The suspension will remain in place until the Brazilian Ministry of Agriculture takes corrective action which the U.S. Department of Agriculture find satisfactory, according to a Thursday evening news release.

“Ensuring the safety of our nation’s food supply is one of our critical missions, and it’s one we undertake with great seriousness. Although international trade is an important part of what we do at USDA, and Brazil has long been one of our partners, my first priority is to protect American consumers,” Agriculture Secretary Sonny Perdue said in a release.

Since March, USDA’s Food Safety and Inspection Service has been inspecting 100 percent of all meat products arriving from Brazil. FSIS has refused entry to 11 percent of Brazilian fresh beef products, which is substantially higher than the rejection rate of one percent of shipments from the rest of the world, according to USDA. Since implementation of the increased inspection, FSIS has refused entry to 106 lots (approximately 1.9 million pounds) of Brazilian beef products due to public health concerns, sanitary conditions, and animal health issues. It is important to note that none of the rejected lots made it into the U.S. market.

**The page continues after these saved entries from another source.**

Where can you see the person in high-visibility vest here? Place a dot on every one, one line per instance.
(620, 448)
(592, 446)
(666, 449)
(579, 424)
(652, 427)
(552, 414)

Those inspections were implemented after news reports in March confirmed that Brazilian meat packers were using a cancer-causing acid in their meat. This led to several nations temporarily halting the importation of Brazilian meat.

According to USDA, the Brazilian government had pledged to address those concerns, including by self-suspending five facilities from shipping beef to the U.S., but today’s action to suspend all fresh beef shipments from Brazil supersedes the self-suspension.

The Montana Stockgrowers Association supported the action and Errol Rice, executive vice president, issued the following statement:

“We applaud the decision by USDA to put a ban on the import of Brazilian beef. International trade is an important aspect of our industry, but the safety of our nation’s food supply is imperative to both ranchers and consumers. We would like to thank Senator Jon Tester for taking the lead on this issue; as well as Secretary Sonny Perdue for taking swift action to initiate the ban.”

USDA had already removed five Brazilian meat packing plants from its approved exporter list due to safety concerns and on Wednesday, Tester renewed his call for USDA to ban all Brazilian meat imports until those concerns could be addressed.

“Our ranchers raise the best beef and pork products in the world,” Tester wrote to Perdue. “They adhere to extremely high safety standards and make extraordinary efforts to provide consumers with desirable and safe products. I believe it is unwise to risk the public’s trust in domestic meat products by potentially allowing harmful imports to make it into our marketplace.”

After the news broke about scandals in the Brazilian beef industry, Tester introduced a bill to ban beef from the South American nation for 120 days until safety concerns could be addressed.

Tester also questioned Perdue last week about the department’s plan to inspect Brazilian beef and in 2015, Tester helped block the importation of Brazilian beef from regions where foot-and-mouth disease was prevalent.


Sen. Steve Daines also wrote a letter to Perdue in March demanding that USDA “utilize all appropriate and legal means necessary to ensure that U.S. consumers are not at risk to any imported meat from Brazil or other countries.”